Abstract
As of January 1, 2021, most U.S. hospitals are required to publish pricing information on their website to promote more informed decision making by consumers regarding their care. In a nationally representative sample of 470 hospitals, we analyzed whether hospitals met price transparency information reporting requirements and the extent to which complete reporting was associated with ownership status, bed size category, system affiliation, and location in a metropolitan area. Fewer than one quarter of sampled hospitals met the price transparency information requirements of the new rule, which include five types of standard charges in machine-readable form and the consumer-shoppable display of 300 shoppable services. Our analyses of hospital reporting by organizational and market attributes revealed limited differences, with some exceptions for nonprofit and system-member hospitals demonstrating greater responsiveness with respect to the consumer-shoppable aspects of the rule.
Introduction
Roughly three in five Americans are covered by private health insurance. Spending on the privately insured has increased 50% in the past decade, driven largely by growth in health care providers’ prices (Peterson-KFF, 2021). These prices are set via negotiations between providers and insurers and vary dramatically across hospitals (Cooper et al., 2019). Data on negotiated prices between hospitals and insurers are typically proprietary, limiting research and evidence-based policymaking. In November 2019, the Centers for Medicare and Medicaid Services (CMS) finalized the hospital price transparency rule. This rule requires hospitals to publish “standard charges,” including negotiated rates for (a) all services in a machine-readable format and (b) a list of 300 “shoppable services” in a “consumer shoppable format” along with a plain-language summary beginning on January 1, 2021 (Department of Health and Human Services, 2019).
New Contributions
In this Data and Trends article, we provide the first systematic investigation of CMS’ hospital price transparency rule for a nationally representative sample of general acute care hospitals. No peer-reviewed studies have described completeness of hospital reporting since the rule went into effect in 2021 or the extent to which completeness of reporting is associated with specific organizational or market attributes.
Study Data and Methods
We drew a random sample of hospitals from the universe of U.S. general acute care hospitals in the 2018 Healthcare Provider Cost Report Information System, made available by the RAND Corporation (2021). See online supplemental appendix for a list of sampled hospitals. To obtain a nationally representative sample of hospitals, we first took a 20% random sample of the 306 hospital referral regions (HRRs) defined by CMS for 2018 (CMS, 2020). We stratified the randomization so that 50% of the sampled HRRs had a total Medicare population of at least 100,000 per HRR to ensure adequate representation of large and small HRRs in the sample (see online supplemental appendix for a list of sampled HRRs). Within each of the 61 HRRs selected, we then took a random sample of half of the hospitals in the HRR. After excluding 16 hospitals because they were not subject to the rule (e.g., Indian Health Services and Veterans Affairs Hospitals) or had closed since 2018, our final sample consisted of 470 hospitals. Analyses were weighted to be nationally representative after accounting for the two-stage stratified sample design and performed using Stata 16.

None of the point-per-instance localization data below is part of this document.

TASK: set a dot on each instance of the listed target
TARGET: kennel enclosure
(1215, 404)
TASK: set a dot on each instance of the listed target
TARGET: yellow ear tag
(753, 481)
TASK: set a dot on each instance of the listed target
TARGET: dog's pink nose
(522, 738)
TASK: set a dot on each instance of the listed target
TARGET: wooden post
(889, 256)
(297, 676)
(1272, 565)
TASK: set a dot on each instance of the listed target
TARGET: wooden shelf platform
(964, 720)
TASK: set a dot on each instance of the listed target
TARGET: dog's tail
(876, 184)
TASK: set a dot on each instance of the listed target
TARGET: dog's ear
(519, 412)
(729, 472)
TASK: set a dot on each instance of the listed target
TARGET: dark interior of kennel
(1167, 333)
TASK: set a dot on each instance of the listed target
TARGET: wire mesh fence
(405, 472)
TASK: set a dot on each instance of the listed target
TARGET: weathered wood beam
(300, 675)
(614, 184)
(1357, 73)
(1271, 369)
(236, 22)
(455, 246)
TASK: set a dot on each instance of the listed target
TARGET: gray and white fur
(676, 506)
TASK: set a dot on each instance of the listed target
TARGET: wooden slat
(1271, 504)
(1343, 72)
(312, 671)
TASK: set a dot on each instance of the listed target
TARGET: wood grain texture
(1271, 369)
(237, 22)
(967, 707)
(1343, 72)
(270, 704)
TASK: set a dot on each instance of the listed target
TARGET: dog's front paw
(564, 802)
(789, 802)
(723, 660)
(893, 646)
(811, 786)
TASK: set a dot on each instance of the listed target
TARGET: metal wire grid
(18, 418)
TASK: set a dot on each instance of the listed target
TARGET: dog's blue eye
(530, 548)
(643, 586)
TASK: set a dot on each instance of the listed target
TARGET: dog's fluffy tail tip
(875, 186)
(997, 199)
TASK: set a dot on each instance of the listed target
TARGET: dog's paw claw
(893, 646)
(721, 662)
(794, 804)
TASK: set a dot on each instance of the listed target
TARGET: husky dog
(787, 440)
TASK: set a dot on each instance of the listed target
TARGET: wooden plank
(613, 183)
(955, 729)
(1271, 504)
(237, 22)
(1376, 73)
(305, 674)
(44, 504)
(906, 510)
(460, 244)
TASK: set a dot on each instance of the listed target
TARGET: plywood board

For each sampled hospital, we used an internet search to access hospital price transparency data. We categorized hospital reporting in two domains. Domain 1 assessed the extent to which hospitals reported the five required data elements (gross charges, discounted prices for self-pay patients, de-identified minimum and maximum negotiated rates, and payer-specific rates) in a machine-readable format. We defined machine-readable formats as structured data files that could be “automatically read and processed by a computer” following established definitions (Open Knowledge Foundation, n.d.). For example, data with clearly labeled variable names in a CSV, JSON, or XML format would be machine readable, while tables or descriptive text in a PDF would not.
Domain 2 assessed the extent to which hospitals reported price data in a consumer-shoppable format, defined by CMS as providing either a price comparison tool or a worksheet-based file with 300 “shoppable” services described in plain language. We considered the hospital as having a price comparison tool if the hospital website included specific language referencing a “cost estimator tool” or “price estimator tool” and if the corresponding link brought the user to a site where one could search for and request information in real time about the price of particular services. In general, such tools appeared to be developed through electronic health record capabilities or other third-party vendors. Tools frequently included drop down menus or buttons to select service types using layperson language to facilitate searches. In some cases, tools also requested users to provide information about insurance benefit designs to facilitate the generation of out-of-pocket cost estimates for a given service.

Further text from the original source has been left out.